Her hands work into tiny balls. “I don't care if she's our precious columnist. If I ever find who's behind this, I will have her head on a stick. Make a chump of Lori DiGrigio? I think not. She'll wish she never heard my name when I'm done with her.”
Did I mention that my knees were shaking?
Lori emerges from her seething rant and focuses her beady eyes on me. “You've got to spy on Belinda, Devlin. Find out if she's working for another publication. Or if she's in jail. Or that there's some other reason why she's not using her real name. I want to know everything.”
“Uh-huh,” I manage.
“After all, this scandal wouldn't have happened if it hadn't been for you,” she says, craftily turning the blame onto me. “One might say you were the catalyst.”
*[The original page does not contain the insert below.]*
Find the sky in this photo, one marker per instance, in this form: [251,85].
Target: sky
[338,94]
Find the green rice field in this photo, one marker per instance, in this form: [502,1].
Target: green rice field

I am not about to let her get away with that. I must stand up to her, or she will trample me with her size-five El Vaquero python boots. “In what way was I the catalyst?”
“Well, you were on her résumé as a recommendation, weren't you?”
Heat is rising up my neck remembering how Lori essentially threw my application in the trash, thereby leading me to this farce in the first place. “Was it? You never called me.”
“Don't be stupid. I certainly did call you and, as I recall, you raved about her. You even got me Belinda's new phone number when the one on her résumé turned out to be defective.”
“Lori,” I say firmly, “that is a total lie, and you know it.”
“You didn't get me her phone number?”
“I did that, yes . . .”
“Then let's not bicker over details. By the way, it doesn't matter what I think. Mr. Stanton already knows you were the one who recommended her. If I were you I'd think very seriously about how you're going to explain that. Mr. Stanton is not going to let this matter go by the wayside. He's outraged.”
Chapter Six
I spend the rest of the afternoon in a daze. Mostly my brain mulls over the cornucopia of punishments for my deceptionâwhether I'll be sued and then fired or fired and then sued. Or criminally prosecuted. The possibilities are endless, though I resolve to take whatever punishment I have coming in brave, Martha Stewart style. I, too, will crochet a shawl in prison.